Manifold-based transformation of probability distributions: application to the inverse problem of reconstructing distributions from experimental data

TL;DR

This paper introduces a manifold-based gradient descent method leveraging information geometry to accurately reconstruct probability distributions from experimental data, highlighting the importance of manifold structure in inverse problems.

Contribution

The study formulates the MBGD method using information geometry, enabling improved reconstruction of PDs and visualization of system structures, surpassing standard methods.

Findings

KL divergence can serve as a metric under certain conditions

MBGD outperforms standard gradient descent in reconstructing PDs

MBGD effectively visualizes internal structures of dynamic systems

Abstract

Information geometry is a mathematical framework that elucidates the manifold structure of the probability distribution space (p-space), providing a systematic approach to transforming probability distributions (PDs).
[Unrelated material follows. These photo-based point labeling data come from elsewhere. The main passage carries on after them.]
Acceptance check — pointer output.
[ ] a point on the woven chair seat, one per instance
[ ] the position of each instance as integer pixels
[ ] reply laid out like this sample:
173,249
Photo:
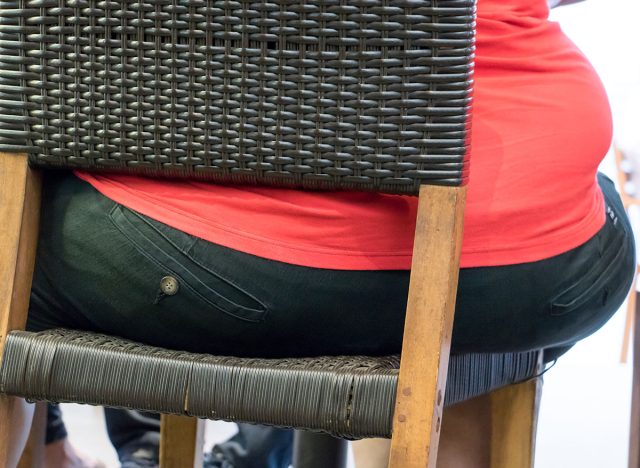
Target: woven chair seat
346,396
In this study, we utilized information geometry to address the inverse problems associated with reconstructing PDs from experimental data. Our initial finding is that the Kullback-Leibler divergence, often considered non-metric owing to its asymmetry, can serve as a valid metric under specific geometric conditions on the manifold. Based on this finding, we formulated the manifold-based gradient descent (MBGD) method, which was employed to visualize the internal structures -- represented as PDs -- of two types of systems: those with static constituent elements and those with dynamic state transitions. Through the application of MBGD, we successfully reconstructed the underlying PDs for both types of systems, outperforming the standard gradient descent methods that neglect the manifold structure of p-space. Therefore, the present results demonstrate the essentiality of accounting for the manifold structure of p-space in the inverse problems of reconstructing PDs. The ability of MBGD to accurately reconstruct PDs for systems with dynamic state transitions underscores its potential to provide valuable physical insights by visualizing internal structures.